While health authorities have been attempting to combat spread of rabies through vaccination, cost issues can often allow spreading of rabies beyond the control of the government.

So as a precaution, it’s a good idea to get a medical evacuation insurance, in cases when anti-serum is in short supply on the island and airlifting to Darwin or Singapore becomes necessary. Also, avoid in contact with dogs or pet them, no matter how adorable they may appear.

6. Terrorist threat
As mentioned above, a number of terrorist bombings and attacks have taken place at areas frequented by tourists such as nightclubs, bars and hotels. Such attacks are believed to be religiously and culturally motivated, based on nature of attacks and perceived targets.

The problem of terrorism is not easily solved by any government worldwide, but Indonesia has been cracking down and there are signs that the major organizations like Jemaah Islamiah have been defanged following federal raids.

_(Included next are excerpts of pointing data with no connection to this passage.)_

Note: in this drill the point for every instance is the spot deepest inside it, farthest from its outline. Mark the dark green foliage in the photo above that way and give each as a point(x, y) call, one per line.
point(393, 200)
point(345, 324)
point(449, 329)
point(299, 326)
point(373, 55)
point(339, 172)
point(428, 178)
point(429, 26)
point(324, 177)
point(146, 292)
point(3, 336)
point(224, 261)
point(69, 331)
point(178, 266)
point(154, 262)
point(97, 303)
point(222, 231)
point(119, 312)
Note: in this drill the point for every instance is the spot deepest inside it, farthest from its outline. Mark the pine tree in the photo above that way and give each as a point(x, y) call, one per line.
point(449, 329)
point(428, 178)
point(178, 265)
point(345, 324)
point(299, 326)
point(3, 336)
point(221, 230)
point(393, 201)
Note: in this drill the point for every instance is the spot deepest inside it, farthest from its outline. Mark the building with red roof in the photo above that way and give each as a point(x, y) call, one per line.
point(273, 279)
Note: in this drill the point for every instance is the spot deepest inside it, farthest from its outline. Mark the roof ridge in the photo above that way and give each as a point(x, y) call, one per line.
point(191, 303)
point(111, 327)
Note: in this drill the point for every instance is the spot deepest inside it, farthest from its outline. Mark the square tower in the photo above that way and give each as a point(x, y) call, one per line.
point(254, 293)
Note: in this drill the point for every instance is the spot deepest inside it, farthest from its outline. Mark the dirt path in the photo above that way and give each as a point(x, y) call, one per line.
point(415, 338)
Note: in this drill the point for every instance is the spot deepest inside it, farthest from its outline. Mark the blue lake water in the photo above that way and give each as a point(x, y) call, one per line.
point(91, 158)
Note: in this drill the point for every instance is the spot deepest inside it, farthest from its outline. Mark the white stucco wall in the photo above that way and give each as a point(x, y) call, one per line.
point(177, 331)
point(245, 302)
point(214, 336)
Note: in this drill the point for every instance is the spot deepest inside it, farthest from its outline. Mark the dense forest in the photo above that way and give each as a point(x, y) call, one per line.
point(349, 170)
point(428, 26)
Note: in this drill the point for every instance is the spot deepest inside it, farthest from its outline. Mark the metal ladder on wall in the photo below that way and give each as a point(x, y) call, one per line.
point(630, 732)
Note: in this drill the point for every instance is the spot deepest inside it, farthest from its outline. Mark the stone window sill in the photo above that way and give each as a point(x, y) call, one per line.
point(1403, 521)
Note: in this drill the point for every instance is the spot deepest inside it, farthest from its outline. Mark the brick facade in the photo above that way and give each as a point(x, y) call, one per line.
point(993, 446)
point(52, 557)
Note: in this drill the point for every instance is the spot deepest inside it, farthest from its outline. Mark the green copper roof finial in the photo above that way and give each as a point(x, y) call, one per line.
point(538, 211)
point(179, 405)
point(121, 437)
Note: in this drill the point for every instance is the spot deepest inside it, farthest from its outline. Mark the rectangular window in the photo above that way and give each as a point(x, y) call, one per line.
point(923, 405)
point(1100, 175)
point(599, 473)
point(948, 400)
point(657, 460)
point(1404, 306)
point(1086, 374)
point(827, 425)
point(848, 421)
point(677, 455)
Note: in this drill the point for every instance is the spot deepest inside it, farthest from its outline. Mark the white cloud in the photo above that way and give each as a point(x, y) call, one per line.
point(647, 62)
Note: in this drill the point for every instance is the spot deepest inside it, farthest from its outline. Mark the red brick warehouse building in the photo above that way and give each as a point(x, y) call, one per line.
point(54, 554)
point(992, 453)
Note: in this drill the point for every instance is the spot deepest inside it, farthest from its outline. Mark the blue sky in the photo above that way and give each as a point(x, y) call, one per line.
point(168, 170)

A common practice by terrorist to sow mayhem is to drive an explosive-filled vehicle to a street next to a tourist attraction such as bars and local landmarks, and blow it up. Given such cue, it is best to consider staying at a hotel in the outskirts of town or don’t stay long at vicinities such as bar entrances or restaurant tables facing the street.

There are plenty of reasons to like Bali. Social media photos and travel reviews earn glowing with praises. By becoming vigilant of your well-being while in this beautiful island, you’ll be more assured of enjoying your stay like millions of others every year.